Monday, April 27, 2009

My review for The Noticer

Orange Beach, Alabama is a typical American town - it's filled with people with a lot of needs, from failing marriages to bankrupt businesses to lonely lives. But one by one, lives are changed by a mysterious old drifter known only as Jones. Jones insists that all it takes is a little perspective on your problems to change your life and realize that things are not as bad as they seem to be. As he travels throughout the town, he touches many lives, offering wisdom and hope to those who need it.
"The Noticer" is very different from any other book I've ever read. Part fiction, part self-help, and part good old fashioned wisdom and advice, it definitely makes you think. It gives you, as Jones would say, a little perspective. It also includes a detailed discussion guide that would generate some really good topics for a book club. The sound advice and encouragement it offers, as well as the author's own inspirational life story, would make it a great choice for anyone going through a transition or a difficult time in their life.
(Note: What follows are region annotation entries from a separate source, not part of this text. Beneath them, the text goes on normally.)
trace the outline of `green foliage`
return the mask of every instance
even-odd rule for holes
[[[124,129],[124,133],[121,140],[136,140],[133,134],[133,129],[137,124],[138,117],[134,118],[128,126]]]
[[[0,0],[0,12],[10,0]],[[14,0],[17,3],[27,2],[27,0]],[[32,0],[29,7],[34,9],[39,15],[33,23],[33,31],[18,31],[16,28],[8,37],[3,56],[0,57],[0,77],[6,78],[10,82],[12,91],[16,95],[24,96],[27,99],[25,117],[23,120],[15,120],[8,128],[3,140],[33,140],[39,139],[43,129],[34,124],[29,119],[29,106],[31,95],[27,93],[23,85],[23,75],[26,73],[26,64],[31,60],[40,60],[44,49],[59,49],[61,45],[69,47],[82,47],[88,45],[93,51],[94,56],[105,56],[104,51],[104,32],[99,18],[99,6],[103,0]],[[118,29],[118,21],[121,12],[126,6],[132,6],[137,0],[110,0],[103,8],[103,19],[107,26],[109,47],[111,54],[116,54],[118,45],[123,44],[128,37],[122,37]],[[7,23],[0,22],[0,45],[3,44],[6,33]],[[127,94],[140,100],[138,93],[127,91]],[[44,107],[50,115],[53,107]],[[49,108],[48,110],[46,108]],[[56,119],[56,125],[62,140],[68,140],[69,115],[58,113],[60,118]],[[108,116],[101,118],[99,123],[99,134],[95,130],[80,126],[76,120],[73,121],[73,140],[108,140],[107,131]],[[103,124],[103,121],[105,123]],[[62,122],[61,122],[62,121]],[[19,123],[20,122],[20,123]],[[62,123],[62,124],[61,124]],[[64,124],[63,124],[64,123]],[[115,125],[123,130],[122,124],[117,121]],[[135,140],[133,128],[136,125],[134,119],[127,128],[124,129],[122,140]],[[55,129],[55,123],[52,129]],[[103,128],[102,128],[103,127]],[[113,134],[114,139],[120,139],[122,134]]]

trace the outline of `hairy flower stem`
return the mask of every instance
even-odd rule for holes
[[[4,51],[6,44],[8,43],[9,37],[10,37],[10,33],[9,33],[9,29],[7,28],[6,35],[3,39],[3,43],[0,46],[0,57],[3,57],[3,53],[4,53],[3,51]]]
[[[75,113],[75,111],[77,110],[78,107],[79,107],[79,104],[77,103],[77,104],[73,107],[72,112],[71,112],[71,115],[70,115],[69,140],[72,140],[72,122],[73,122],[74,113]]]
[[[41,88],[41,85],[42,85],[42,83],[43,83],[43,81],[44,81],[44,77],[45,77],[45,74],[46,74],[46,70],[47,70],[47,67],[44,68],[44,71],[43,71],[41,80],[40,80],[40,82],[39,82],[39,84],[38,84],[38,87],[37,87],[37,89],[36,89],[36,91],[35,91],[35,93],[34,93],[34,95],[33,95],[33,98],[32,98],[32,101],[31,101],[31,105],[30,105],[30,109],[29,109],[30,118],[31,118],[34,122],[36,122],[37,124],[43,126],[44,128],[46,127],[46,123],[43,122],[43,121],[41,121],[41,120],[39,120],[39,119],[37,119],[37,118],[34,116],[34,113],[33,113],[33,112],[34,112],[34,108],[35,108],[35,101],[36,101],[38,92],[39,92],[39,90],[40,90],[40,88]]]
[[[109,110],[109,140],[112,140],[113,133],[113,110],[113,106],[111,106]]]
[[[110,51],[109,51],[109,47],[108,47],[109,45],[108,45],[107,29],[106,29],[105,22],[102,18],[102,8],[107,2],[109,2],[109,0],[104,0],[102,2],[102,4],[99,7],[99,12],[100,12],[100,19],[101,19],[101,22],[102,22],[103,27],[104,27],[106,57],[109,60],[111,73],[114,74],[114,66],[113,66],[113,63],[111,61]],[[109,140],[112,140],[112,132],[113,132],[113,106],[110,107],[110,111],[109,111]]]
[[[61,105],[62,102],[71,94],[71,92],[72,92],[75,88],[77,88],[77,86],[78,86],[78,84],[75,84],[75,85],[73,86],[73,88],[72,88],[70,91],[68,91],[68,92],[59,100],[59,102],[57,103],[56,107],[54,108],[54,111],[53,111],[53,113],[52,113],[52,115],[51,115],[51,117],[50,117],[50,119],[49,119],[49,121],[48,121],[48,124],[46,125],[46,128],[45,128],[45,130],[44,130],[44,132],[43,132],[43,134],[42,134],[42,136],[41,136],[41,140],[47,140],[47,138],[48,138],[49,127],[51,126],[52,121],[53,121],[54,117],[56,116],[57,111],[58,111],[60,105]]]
It made me think about the people who have influenced my own life as well, often in ways they never even realized. It's definitely a book I will pass along to others.

Sunday, April 26, 2009

My review for The Rivers Run Dry

Raleigh Harmon's life is not going well. A disciplinary transfer lands the Southern FBI agent far from home in Seattle with an egotistical supervisor. Add to the mix her mom, who has moved with her to live with the quirky sister of Raleigh's deceased father, and the disappearance of a young hiker who may have been kidnapped, and things gets a little crazy.
I really enjoyed "The Rivers Run Dry." It includes quite an interesting cast of characters, from Raleigh's New Age aunt and her friend Claire the Clairovyant, who is all too eager to help Raleigh solve a case - and leads to to some pretty funny episodes; to the ever-evolving list of suspects in the disappearance; to Raleigh's quirky co-workers and sometimes confusing boss. Not only is a great mystery with lots of surprises, but Sibella Giorello's writing style is beautifully descriptive. You can picture each scene is vivid detail. So often, especially when reading a mystery, I feel compelled to keep going simply by the plot - rarely do I find a book with not only a good plot, but one whose poetic language drives me to keep reading and keep enjoying it. This was a great introduction to Giorello's work, and I look forward to reading her next Raleigh Harmon novel, due out next year.